Duplicate records


 
Thread Tools Search this Thread
Top Forums Shell Programming and Scripting Duplicate records
# 1  
Old 08-19-2016
Duplicate records

Gents,

I have a file which contends duplicate records in column 1, but the values in column 2 are different.

Code:
3099753489 3
3099753489 5
3101954341 12
3101954341 14
3102153285 3
3102153285 5
3102153297 3
3102153297 5

I will like to get something like this:

output desired
Code:
3099753489 3 5
3101954341 12 14
3102153285 3 5
3102153297 3 5

I am trying with this code but does not work.
Code:
awk '{
			D[$1]}{key[$1,$2]++}
			END{
			for (i in key) {
			split (i, T, SUBSEP)
			print T[1],key[i], T[2]}}' file

Please can you help me.Smilie
# 2  
Old 08-19-2016
Is yout input ALWAYS two records?

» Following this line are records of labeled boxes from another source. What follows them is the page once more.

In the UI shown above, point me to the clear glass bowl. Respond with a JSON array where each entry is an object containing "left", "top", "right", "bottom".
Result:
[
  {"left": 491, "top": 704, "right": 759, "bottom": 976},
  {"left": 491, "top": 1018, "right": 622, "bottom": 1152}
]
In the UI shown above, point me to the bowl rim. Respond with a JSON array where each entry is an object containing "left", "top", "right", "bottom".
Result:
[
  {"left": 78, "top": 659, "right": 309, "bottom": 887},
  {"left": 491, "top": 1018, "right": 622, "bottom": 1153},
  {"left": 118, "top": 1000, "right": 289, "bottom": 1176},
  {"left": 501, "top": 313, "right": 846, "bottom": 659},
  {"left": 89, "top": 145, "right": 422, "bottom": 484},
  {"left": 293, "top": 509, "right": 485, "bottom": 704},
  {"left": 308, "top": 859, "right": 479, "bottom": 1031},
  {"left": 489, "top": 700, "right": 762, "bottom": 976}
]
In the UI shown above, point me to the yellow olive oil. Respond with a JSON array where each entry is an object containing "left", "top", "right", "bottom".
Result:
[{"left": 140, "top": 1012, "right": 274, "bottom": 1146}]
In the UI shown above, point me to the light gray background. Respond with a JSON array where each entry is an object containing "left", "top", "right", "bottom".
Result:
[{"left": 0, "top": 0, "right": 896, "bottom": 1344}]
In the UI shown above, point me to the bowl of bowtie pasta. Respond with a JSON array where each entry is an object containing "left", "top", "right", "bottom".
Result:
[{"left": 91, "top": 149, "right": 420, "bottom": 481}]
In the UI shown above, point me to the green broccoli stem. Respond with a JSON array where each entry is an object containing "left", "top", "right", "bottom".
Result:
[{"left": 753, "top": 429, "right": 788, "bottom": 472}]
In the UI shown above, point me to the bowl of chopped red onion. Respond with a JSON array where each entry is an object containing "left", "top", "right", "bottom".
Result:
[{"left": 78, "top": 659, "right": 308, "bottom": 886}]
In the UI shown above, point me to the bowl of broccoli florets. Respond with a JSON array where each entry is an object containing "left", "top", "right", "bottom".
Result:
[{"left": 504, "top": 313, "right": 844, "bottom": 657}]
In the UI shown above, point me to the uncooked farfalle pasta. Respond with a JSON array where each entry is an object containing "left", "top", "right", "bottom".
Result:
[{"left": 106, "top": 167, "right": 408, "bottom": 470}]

In sequence?
This User Gave Thanks to RudiC For This Post:
# 3  
Old 08-19-2016
Hello jiam912,

Considering that there are always 2 fields into your Input_file then following may help in same.
I- If you are not worried about the output sequence as like Input_file's sequence.
Code:
awk '{A[$1]=A[$1]?A[$1] OFS $2:$2} END{for(i in A){print i OFS A[i]}}'  Input_file

Output will be as follows.
Code:
3099753489 3 5
3102153285 3 5
3101954341 12 14
3102153297 3 5

II- If you need output in sequence as Input_file, then following may help you in same.
Code:
awk 'FNR==NR{A[$1]=A[$1]?A[$1] OFS $2:$2;next} ($1 in A){print $1 OFS A[$1];delete A[$1]}'  Input_file  Input_file

Output will be as follows.
Code:
3099753489 3 5
3101954341 12 14
3102153285 3 5
3102153297 3 5

Thanks,
R. Singh
This User Gave Thanks to RavinderSingh13 For This Post:
# 4  
Old 08-19-2016
Hi RudiC.

It can be sometimes more than 2 records in secuence

---------- Post updated at 05:14 AM ---------- Previous update was at 05:13 AM ----------

Hi RavinderSingh13.

Thanks a lot
# 5  
Old 08-19-2016
Quote:
Originally Posted by jiam912
Hi RudiC.
It can be sometimes more than 2 records in secuence
Hello jiam912,

In case you have more than 2 fields into your Input_file then following may help you in same, let's say following is the Input_file.
Code:
cat Input_file
3099753489 3
3099753489 5
3101954341 12 21 31  34 56 78
3101954341 14
3102153285 3
3102153285 5
3102153297 3
3102153297 5

Then following is the code for same.
Code:
awk 'FNR==NR{if(NF>2){for(i=3;i<=NF;i++){Q=Q?Q OFS $i:$i}} else {Q=$2};A[$1]=A[$1]?A[$1] OFS Q:Q;next} ($1 in A){print $1 OFS A[$1];delete A[$1]}'  Input_file  Input_file

Output will be as follows.
Code:
3099753489 3 5
3101954341 5 21 31 34 56 78 14
3102153285 3 5
3102153297 3 5

Thanks,
R. Singh
# 6  
Old 08-19-2016
Try also
Code:
awk 'NR == 1 || $1 != LAST {printf "%s%s", NR==1?"":RS, LAST = $1} {printf " %s", $2} END {print _} ' file
3099753489 3 5
3101954341 12 14 16 24
3102153285 3 5
3102153297 3 5

# 7  
Old 08-19-2016
Dear R. Singh

Thanks a lot

And for this case?.

input

Code:
3099753489 3
3099753489 5
3099753489 7
3101954341 12
3101954341 14
3102153285 3
3102153285 5
3102153297 3
3102153297 5
3102153297 8

output

Code:
3099753489 3 5 7
3101954341 12 14
3102153285 3 5
3102153297 3 5 8

Login or Register to Ask a Question

Previous Thread | Next Thread

10 More Discussions You Might Find Interesting

1. Shell Programming and Scripting

Duplicate records

Gents, Please give a help file --BAD STATUS NOT RESHOOTED-- *** VP 41255/51341 in sw 2973 *** VP 41679/51521 in sw 2973 *** VP 41687/51653 in sw 2973 *** VP 41719/51629 in sw 2976 --BAD COG NOT RESHOOTED-- *** VP 41689/51497 in sw 2974 *** VP 41699/51677 in sw 2974 *** VP... (18 Replies)
Discussion started by: jiam912
18 Replies

2. Shell Programming and Scripting

How to keep the last 2 records from duplicate entries?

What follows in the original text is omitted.